Прочитав это впервые, я подумала: неудивительно, что в школе я ненавидела историю больше всего! Она была посвящена исключительно человеческим акторам, как и большинство других предметов: литература, философия, искусство. В конце концов, мы так и называем все это – гуманитарные науки, то есть науки о человеке.

По иронии судьбы, хоть меня никогда и не тянуло к истории, меня мгновенно увлекла эволюция – а ведь это просто история в более длительных масштабах времени. Но это еще и такая история, где позволено играть свои роли другим видам. Вот почему я вообще полюбила естествознание. Не считая большой перемены, когда мы час гуляли, уроки естествознания были единственным постоянным элементом образовательной программы, в котором участвовали какие‐то иные акторы, кроме человека. Мне нравилось изучать микроорганизмы типа амеб, наблюдать, как гусеницы путем метаморфоза превращаются в бабочек. Меня восхищала возможность услышать о фотосинтезе растений и покормить из шприца яркого геккона, которого мы с одноклассниками прозвали Art Gecko[45]. Мой интерес к естественным наукам и в особенности к эволюции окреп на уроках биологии в старших классах, когда я впервые прочла революционную книгу Чарльза Дарвина “Происхождение видов”.

Когда я узнала о дарвиновской теории эволюции путем естественного отбора, я вновь обрела глубокий взгляд на живую природу – взгляд, который в подростковом возрасте начала забывать, встраиваясь в культуру, сформированную верой в человеческую исключительность.

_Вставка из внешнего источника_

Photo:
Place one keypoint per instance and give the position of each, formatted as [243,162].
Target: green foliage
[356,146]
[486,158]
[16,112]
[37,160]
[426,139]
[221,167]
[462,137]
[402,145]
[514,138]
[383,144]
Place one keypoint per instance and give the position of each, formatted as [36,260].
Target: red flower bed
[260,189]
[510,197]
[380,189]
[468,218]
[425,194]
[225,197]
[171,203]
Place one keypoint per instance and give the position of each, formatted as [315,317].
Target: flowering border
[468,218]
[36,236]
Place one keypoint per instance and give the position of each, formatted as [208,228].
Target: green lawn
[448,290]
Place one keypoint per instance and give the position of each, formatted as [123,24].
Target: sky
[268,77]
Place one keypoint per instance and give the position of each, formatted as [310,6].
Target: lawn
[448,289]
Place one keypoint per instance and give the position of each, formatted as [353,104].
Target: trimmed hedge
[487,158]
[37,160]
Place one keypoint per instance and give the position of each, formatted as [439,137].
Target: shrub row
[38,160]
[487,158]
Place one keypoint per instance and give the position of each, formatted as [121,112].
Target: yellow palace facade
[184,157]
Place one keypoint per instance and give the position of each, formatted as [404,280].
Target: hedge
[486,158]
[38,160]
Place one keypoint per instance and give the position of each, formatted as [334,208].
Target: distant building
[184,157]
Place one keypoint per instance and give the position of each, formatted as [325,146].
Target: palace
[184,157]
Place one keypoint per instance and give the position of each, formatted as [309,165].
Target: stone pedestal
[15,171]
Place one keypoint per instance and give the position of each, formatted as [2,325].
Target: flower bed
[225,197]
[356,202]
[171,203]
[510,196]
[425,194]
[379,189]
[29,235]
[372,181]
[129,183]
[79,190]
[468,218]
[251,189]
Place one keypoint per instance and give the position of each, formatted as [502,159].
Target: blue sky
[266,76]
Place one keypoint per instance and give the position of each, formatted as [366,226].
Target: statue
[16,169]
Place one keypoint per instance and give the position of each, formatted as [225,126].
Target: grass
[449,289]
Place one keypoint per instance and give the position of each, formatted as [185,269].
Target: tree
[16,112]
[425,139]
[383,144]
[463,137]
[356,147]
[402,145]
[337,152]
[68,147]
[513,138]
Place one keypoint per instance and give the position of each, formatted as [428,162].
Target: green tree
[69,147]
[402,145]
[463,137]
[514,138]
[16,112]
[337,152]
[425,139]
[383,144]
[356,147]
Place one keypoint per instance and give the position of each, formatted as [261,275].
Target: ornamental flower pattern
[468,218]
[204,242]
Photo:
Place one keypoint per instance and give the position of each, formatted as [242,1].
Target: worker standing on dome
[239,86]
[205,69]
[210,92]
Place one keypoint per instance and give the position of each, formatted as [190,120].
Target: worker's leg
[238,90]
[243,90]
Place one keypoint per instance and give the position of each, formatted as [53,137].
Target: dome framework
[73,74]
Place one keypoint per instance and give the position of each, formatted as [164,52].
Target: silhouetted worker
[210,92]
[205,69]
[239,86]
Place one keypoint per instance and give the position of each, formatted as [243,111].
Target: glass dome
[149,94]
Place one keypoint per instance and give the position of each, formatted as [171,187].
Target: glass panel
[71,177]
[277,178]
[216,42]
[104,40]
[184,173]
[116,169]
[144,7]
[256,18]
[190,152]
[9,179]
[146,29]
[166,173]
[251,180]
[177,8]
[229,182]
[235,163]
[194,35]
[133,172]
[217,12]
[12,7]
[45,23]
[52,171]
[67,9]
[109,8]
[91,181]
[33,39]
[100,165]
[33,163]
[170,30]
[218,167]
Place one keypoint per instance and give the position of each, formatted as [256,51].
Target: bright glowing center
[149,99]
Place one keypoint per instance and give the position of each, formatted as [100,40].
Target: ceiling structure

Осознание того, что все виды происходят от общего начала и связаны воедино сложной сетью жизни, наполнило меня глубоким чувством восторга и благодарности. Я все еще ощущаю их всякий раз, когда задумываюсь о том, что вообще являюсь участницей этого священного эксперимента. Эксперимента, в котором вьюрки и светлячки, морские губки и секвойи, гиены и люди – все они обладают историями, переплетенными в глубинах времен. Где даже сама категория “вида” намного более размыта, чем обычно считается[46]. По Дарвину, общность предков на общей планете порождает межвидовые различия количественного, а не качественного характера, непрерывность не только физической формы, но и психологического состава, самого устройства нашего сознания. Во многих своих работах, включая “Происхождение видов”, Дарвин описывает другие виды не как пассивные орудия генов и среды[47]. Он наделяет их богатой внутренней жизнью – даже таких существ, как дождевые черви[48]. Только представьте себе! Он использовал язык, созвучный мне. Он оформлял в слова и теории мой детский опыт сродства со всем живым и уважения к миру природы, подкрепляя его научной достоверностью.

Удивительно, как много дарвиновских принципов выдержали проверку временем. В наши дни эволюция считается важнейшим принципом во всей биологии. В колледже я узнала крылатые слова генетика Феодосия Добржанского: “Ничто в биологии не имеет смысла, кроме как в свете эволюции”[49]. И однако Добржанский знаменит еще и другим (не столь мудрым) высказыванием: “Все виды уникальны, но человек – самый уникальный”[50].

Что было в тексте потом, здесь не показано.